Sur les autres demandes :
Les conditions d’application des dispositions de l’article 700 du code de procédure civile sont remplies à l’égard de Mme X à laquelle il sera alloué la somme de 1 500 euros dont elle sollicite le paiement pour les frais exposés en cause d’appel, en sus de la somme allouée en première instance.

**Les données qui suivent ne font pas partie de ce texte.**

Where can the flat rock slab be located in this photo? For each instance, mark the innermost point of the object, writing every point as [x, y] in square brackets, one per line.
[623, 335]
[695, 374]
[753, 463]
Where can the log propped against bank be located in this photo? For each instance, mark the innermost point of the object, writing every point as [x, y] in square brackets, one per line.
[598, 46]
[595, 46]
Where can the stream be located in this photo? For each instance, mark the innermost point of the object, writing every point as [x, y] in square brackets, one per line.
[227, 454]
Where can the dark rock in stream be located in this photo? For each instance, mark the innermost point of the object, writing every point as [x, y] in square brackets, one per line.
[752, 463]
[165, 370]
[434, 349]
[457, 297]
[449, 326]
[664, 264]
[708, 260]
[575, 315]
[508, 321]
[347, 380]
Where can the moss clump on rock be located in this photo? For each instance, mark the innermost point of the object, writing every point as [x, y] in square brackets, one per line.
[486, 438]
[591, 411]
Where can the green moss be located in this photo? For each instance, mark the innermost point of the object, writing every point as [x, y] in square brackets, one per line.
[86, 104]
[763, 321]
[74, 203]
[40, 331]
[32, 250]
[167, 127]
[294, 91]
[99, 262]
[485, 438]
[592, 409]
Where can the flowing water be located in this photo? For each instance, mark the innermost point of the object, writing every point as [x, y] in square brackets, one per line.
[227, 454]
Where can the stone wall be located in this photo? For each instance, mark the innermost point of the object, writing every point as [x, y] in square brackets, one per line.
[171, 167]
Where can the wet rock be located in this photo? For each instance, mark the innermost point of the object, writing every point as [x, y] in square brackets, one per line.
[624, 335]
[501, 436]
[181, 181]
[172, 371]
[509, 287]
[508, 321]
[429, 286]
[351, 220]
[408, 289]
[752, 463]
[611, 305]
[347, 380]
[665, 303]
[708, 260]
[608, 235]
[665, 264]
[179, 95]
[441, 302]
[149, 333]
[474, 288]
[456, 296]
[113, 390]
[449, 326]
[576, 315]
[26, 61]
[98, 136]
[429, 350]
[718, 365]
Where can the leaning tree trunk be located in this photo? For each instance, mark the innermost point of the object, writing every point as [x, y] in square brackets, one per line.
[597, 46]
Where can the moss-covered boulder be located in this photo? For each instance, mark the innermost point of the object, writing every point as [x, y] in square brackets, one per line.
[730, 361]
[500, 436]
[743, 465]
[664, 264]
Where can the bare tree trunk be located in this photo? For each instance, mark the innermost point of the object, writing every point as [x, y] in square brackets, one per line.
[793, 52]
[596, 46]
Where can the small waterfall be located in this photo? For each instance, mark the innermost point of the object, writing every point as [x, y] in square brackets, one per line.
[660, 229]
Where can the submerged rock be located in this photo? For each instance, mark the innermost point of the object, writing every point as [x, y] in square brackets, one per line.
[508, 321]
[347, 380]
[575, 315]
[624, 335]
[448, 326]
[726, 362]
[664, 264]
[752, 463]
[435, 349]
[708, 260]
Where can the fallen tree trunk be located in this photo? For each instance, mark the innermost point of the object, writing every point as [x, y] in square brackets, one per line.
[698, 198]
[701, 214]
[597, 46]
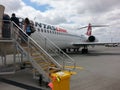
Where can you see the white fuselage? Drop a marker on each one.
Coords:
(62, 39)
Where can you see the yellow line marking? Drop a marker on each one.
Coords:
(76, 67)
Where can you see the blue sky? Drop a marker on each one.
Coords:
(36, 6)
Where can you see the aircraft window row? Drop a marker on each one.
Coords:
(51, 32)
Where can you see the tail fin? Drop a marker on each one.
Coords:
(89, 30)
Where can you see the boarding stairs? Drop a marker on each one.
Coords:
(41, 61)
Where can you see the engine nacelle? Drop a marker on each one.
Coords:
(91, 39)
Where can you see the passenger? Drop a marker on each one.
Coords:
(15, 19)
(27, 28)
(6, 32)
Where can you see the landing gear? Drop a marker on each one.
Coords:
(84, 50)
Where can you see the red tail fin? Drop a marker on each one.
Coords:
(89, 30)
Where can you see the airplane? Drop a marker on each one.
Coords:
(65, 40)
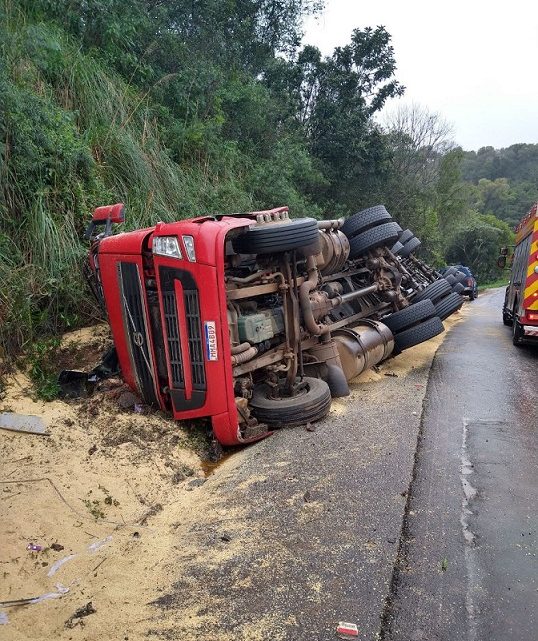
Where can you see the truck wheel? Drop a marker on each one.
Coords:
(409, 316)
(309, 405)
(434, 291)
(385, 234)
(419, 333)
(517, 330)
(410, 247)
(272, 238)
(406, 235)
(365, 219)
(448, 305)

La société, condamnée en paiement, sera déboutée de sa demande à cet égard ; compte tenu de la solution apportée au litige elle sera également déboutée de sa demande en restitution des sommes versées au titre de l’exécution provisoire.
PAR CES MOTIFS
LA COUR,
Statuant publiquement, par arrêt contradictoire,
Constate que la société TFN propreté Ile de France vient aux droits de la société TFN propreté,
Infirme partiellement le jugement du conseil de prud’hommes d’Argenteuil en date du 17 janvier 2013 et statuant à nouveau sur les chefs infirmés :
Condamne la société TFN propreté Ile de France à payer à Mme A X :
* la somme de 14 771,04 euros à titre d’indemnité pour licenciement prononcé sans respect des dispositions de l’article L 1226-10 du code du travail et sans cause réelle et sérieuse,
* la somme de 7 920,25 euros au titre du solde restant dû sur l’indemnité de licenciement prévue à l’article L 1226-14 du code du travail,
Ordonne le remboursement par la société TFN propreté Ile de France aux organismes concernés des indemnités de chômage qu’ils ont versées le cas échéant à Mme X à compter du jour de son licenciement, et ce à concurrence de six mois,
Confirme le jugement pour le surplus de ses dispositions non contraires et dit que le licenciement de Mme A X a été prononcé en méconnaissance des dispositions de l’article L 1226-10 du code du travail et est sans cause réelle et sérieuse,
Y ajoutant :
Condamne la société TFN propreté Ile de France à payer à Mme X la somme de 1 500 euros sur le fondement de l’article 700 du code de procédure civile, au titre de ses frais irrépétibles exposés en cause d’appel,
Déboute la société TFN propreté Ile de France de ses demandes devant la cour,
Condamne la société TFN propreté Ile de France aux dépens.
Arrêt prononcé publiquement par mise à disposition au greffe de la cour, les parties en ayant été préalablement avisées dans les conditions prévues au deuxième alinéa de l’article 450 du code de procédure civile, et signé par Mme Sylvie BOSI, président, et Mme Claudine AUBERT, greffier.